The Dynasty did, however, take away New York’s 100% win rate on Hybrid maps, defeating them 2 – 1 on Hollywood. NY was only 1 – 0 on Hollywood previously, and still maintain an undefeated 5 – 0 on King’s Row.
The LA Gladiators dropped their 100% win rate on control maps this week, losing Nepal to the Florida Mayhem 0 – 2. They maintain a 7 – 1 record on this map type. The Gladiators face Philadelphia Fusion in the first match of week 5 in a battle to decide the best non-full-Korean roster of stage 2.

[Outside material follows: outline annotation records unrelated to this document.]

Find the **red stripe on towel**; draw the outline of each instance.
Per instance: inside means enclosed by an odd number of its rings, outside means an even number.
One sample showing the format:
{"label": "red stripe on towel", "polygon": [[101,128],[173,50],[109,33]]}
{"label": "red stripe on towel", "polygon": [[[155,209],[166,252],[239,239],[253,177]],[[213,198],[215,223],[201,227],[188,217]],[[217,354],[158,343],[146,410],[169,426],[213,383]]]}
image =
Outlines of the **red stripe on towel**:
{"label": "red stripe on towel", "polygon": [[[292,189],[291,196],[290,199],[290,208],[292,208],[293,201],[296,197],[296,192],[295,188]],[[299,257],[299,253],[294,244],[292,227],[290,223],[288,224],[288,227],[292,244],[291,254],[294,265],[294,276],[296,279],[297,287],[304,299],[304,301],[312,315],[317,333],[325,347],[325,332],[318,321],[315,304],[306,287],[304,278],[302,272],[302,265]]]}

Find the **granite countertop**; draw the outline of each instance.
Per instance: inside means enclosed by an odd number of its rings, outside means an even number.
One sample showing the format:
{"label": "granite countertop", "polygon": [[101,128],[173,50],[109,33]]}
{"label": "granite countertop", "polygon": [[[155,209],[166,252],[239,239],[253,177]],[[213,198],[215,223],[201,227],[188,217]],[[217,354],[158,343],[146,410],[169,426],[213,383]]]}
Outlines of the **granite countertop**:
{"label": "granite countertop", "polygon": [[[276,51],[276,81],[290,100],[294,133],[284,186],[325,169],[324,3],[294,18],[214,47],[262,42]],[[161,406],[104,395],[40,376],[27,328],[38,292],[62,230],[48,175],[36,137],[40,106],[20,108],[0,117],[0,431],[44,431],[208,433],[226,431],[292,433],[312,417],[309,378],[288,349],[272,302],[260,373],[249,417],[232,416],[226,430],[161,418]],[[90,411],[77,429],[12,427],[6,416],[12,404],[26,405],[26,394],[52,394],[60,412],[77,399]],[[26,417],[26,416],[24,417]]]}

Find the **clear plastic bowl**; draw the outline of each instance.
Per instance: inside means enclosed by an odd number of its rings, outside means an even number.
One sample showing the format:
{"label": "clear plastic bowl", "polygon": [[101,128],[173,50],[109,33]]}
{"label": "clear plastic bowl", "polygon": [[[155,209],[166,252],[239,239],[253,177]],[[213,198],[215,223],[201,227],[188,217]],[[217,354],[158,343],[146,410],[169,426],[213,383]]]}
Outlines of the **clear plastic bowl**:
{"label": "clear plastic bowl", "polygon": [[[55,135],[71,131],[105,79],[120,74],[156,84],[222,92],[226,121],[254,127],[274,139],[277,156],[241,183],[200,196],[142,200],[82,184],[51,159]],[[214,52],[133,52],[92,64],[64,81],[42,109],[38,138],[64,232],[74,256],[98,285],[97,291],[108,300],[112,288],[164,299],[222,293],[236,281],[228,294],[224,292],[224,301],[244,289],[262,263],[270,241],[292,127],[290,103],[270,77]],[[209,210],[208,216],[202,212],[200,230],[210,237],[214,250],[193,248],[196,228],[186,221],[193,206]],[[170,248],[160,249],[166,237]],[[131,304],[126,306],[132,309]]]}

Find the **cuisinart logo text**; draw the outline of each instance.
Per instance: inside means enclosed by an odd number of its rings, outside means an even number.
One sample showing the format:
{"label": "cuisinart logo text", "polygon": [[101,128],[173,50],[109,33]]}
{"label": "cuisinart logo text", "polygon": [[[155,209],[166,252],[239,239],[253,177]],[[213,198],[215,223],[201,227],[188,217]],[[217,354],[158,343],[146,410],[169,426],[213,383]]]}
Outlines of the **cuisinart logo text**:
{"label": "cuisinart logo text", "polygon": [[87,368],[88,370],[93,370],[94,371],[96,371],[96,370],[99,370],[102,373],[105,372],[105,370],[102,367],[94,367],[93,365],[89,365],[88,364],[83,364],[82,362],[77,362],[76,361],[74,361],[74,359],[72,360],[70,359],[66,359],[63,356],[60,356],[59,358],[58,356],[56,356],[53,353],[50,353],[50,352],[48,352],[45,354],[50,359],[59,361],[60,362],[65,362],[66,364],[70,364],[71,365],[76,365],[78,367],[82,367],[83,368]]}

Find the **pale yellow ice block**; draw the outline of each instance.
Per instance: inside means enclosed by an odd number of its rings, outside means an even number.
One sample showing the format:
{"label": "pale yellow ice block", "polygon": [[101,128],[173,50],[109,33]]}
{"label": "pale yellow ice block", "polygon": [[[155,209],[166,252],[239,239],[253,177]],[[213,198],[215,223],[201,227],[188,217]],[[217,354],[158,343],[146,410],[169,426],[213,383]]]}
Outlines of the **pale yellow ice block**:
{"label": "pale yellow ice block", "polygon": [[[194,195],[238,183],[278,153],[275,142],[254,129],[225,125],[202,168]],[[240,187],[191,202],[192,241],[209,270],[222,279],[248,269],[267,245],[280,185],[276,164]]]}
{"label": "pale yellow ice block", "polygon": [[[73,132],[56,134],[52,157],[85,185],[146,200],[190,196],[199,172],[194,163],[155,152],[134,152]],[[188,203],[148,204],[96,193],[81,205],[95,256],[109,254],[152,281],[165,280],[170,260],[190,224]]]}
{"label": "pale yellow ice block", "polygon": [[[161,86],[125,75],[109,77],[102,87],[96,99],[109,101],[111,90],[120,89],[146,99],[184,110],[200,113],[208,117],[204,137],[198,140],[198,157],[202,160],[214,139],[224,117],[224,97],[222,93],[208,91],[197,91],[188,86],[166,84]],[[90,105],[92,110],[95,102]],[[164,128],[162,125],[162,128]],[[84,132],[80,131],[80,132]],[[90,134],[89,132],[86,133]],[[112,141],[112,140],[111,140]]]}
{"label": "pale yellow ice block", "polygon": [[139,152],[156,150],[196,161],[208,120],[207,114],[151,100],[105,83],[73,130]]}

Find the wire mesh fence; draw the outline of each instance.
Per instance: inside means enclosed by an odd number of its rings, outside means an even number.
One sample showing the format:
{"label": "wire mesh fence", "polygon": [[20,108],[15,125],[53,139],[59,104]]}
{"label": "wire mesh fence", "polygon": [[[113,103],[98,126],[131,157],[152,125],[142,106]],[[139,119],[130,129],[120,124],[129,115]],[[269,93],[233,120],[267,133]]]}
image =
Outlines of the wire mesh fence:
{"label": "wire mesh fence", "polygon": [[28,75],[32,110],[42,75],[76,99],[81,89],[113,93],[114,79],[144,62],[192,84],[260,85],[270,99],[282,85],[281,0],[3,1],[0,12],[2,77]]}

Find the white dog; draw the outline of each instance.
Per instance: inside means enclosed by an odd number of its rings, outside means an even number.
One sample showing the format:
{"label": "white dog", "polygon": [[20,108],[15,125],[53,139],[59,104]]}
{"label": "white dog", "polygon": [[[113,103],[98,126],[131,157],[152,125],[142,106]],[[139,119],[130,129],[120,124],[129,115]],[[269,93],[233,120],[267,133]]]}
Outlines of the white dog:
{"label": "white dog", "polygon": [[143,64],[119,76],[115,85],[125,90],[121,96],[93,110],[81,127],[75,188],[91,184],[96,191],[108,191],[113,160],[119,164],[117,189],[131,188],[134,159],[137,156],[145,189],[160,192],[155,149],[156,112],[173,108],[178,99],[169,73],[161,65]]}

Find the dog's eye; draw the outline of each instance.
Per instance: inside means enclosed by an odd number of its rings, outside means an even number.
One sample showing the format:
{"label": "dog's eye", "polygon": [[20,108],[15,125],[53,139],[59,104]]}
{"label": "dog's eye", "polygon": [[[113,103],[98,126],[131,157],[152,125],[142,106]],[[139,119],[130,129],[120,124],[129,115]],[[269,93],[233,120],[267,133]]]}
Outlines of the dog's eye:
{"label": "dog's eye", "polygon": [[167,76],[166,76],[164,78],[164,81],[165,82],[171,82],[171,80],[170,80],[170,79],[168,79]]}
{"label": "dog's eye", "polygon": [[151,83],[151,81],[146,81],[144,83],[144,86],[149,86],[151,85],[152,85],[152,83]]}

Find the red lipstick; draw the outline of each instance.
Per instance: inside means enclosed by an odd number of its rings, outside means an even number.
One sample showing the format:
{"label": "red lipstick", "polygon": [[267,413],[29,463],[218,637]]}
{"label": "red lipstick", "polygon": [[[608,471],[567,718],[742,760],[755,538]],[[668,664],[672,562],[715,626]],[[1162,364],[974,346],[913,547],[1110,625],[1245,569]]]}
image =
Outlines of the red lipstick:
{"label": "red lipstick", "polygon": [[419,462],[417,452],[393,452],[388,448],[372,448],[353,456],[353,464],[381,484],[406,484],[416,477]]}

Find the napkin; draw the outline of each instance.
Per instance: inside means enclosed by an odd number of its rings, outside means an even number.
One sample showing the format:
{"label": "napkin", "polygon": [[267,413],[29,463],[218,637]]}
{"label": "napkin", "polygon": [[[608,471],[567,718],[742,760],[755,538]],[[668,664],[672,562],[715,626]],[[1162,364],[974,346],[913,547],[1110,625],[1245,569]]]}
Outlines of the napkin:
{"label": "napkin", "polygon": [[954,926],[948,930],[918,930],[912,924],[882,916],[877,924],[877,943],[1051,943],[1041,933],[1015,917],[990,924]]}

Both teams have looked fantastic this stage. Philadelphia have been one dimensional but extremely dominant with their dive style and adding EQO to their line up. Meanwhile the Gladiators haven’t looked as dominant in their wins, however they’re capable of playing several different team compositions and styles and have really gotten their player substitution nailed down. The Gladiators look much better than Philly on the control map, Nepal, where they are 3 – 1 to Philly’s 1 – 3. On Hybrid maps both teams have looked strong overall, but Philly hold a slight edge statistically at 4 – 1 on Hollywood to Gladiator’s 2 – 1. Assault will be played on Hanamura and Escort on Route 66, both of which are extremely close. The gladiator’s have a strong chance to go up 2 – 0 early on in this series, so Philly will really have to look to the Hybrid and escort maps to make sure they don’t lose the series out right. That being said, the Fusion have looked nigh unstoppable to teams below them in the standings. They have clean 4 – 0s over Boston, Florida, Shanghai and Dallas. This shows that they’re a team that knows their strengths and how to win with them against weaker teams. Their wins over Florida and Boston were in week 1 when both steams were struggling a lot, but they utterly annihilated the Dallas Fuel this past week. This match up has huge implications for future play offs and could go either way, so don’t miss this one.
The LA Valiant are currently at 6th place of 12 in the stage 2 standings at 4 – 4 with a map differential of 0. Talk about the definition of middle of the pack!
Player of the Week
Josue ‘EQO’ Corona – EQO burst onto the stage a few weeks ago and took everyone by storm. He’s got a humble past as a pro player, primarily known for his time on Complexity early in 2017 and later for his play in the World Cup for his country, Israel. He’s got a very similar hero pool to Shadowburn, but he also plays Widowmaker and Roadhog highly proficiently. His ability to play Widowmaker specifically has freed Carpe up to stay on Tracer, and as one of the best Tracers in the league it’s been a boon to Philadelphia. He maintains Shadowburn’s proficiency with projectile heroes but offers a higher level of flexibility. His dominant performance against both Dallas Fuel and the Shanghai Dragons this week were outstanding and truly master class performances.